Philippe Alcoy
Si seulement l’Algérie pouvait jouer l’Euro 2016 ! « Impossible ! »,
certains diront, « il s’agit d’un tournoi continental et l’Algérie n’est
pas en Europe ». Or, on peu toujours rêver. D’ailleurs, l’équipe du
Japon n’a-t-elle pas participé de la Copa América 1999 sous
prétexte de promouvoir la Coupe du Monde Japon-Corée en 2002 ? Mais
l’Algérie n’est pas le Japon. Et l’Algérie n’est pas non plus l’Irlande,
ni l’Angleterre ou autre pays européen. Et les supporters algériens ne
sont pas traités non plus comme certains supporters européens. Ni par
les autorités, ni par les médias, ni par la police…
Quand l’Algérie s’était qualifiée pour la Coupe du Monde de 2010 et
puis pour celle de 2014 c’était la fête en France aussi. Au moins, dans
les quartiers populaires habités largement par immigrés, ou des
descendants d’immigrés. Non pas seulement des Algériens. Des gens de
différentes nationalités faisaient la fête. Des sénégalais, des maliens,
des marocains, des tunisiens, des ivoiriens, des personnes venues
d’Asie et de bien d’autres coins de la planète et de France, de
nationalité française ou non, scandaient à l’unisson : « One, Two, Three : Viva l’Algérie ! ». A l’évidence, c’était plus que du foot.
Si l’Algérie jouait l’Euro 2016 je serais pour elle. Parce que c’est
plus que du foot. Car si l’Algérie jouait l’Euro 2016 on aurait eu
droit, comme pour les Coupes du Monde, aux déclarations racistes sur les
potentiels « actes d’incivilité » des supporters algériens. On aurait
eu sûrement droit à des quartiers quadrillés par la police pour « éviter
les débordements ». On aurait peut-être même eu Christian Estrosi qui,
comme en 2014 lors de la Coupe du Monde au Brésil, aurait publié un
décret anti-drapeaux étrangers (visant en réalité le drapeau algérien).
C’est plus que du foot et les vieilles habitudes coloniales ne
partent pas toutes seules. Réprimer les « colonisés de l’intérieur »
c’est un attribut central du racisme structurel en France.
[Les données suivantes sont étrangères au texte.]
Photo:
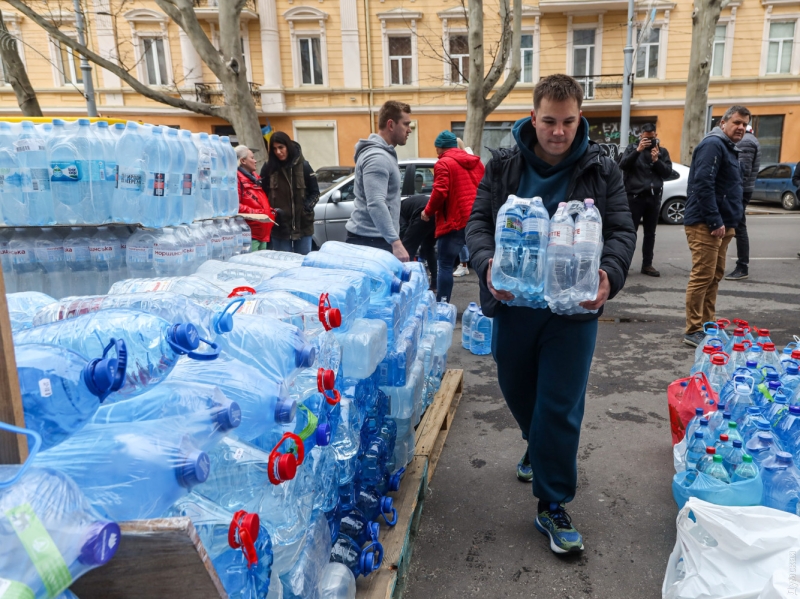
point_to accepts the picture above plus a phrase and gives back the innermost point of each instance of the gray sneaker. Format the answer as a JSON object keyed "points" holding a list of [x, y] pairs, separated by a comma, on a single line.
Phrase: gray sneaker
{"points": [[694, 339]]}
Réprimer les
millions de travailleurs étrangers ou descendants d’étrangers (même si
l’on parle de deuxième ou troisième génération !) est central pour le
capitalisme français. Et quand on dit réprimer il s’agit de réprimer
tous les aspects de la vie, même lors des fêtes, des moments de
convivialité.
Et s’il y en a qui ont un doute là-dessus, il suffit de comparer
l’attitude de la presse, du gouvernement et de la police face aux
supporters européens qui, eux aussi, « font la fête » actuellement pour
l’Euro. Le bruit, les rues envahies d’ordures, de bouteilles, les
bagarres et parfois même les actes odieux (comme celui des supporters anglais humiliant des enfants rrom à Lille)…
Aucune de ces « perturbations » liées au tournoi européen ne vont être
traitées avec autant de haine raciste et de volonté de stigmatisation
dans la presse que les « débordements » des supporters algériens.
En attendant le jour où l’équipe d’Algérie jouera l’Euro (et la
gagnera), nous continuerons à soutenir et à nous battre aux côtés de nos
sœurs et frères de classe qui subissent au quotidien le racisme d’un
Etat impérialiste qui a encore du mal à digérer la défaite que le peuple
algérien lui a imposé en 1962 ! Face au revanchisme colonialiste
français nous continuerons à chanter « One, Two, Three : Viva l’Algérie ! »,
jusqu’au jour où on se débarrassera de ces frontières réactionnaires et
on construira une réelle amitié et fraternité entre tous les peuples,
débarrassés de l’oppression impérialiste.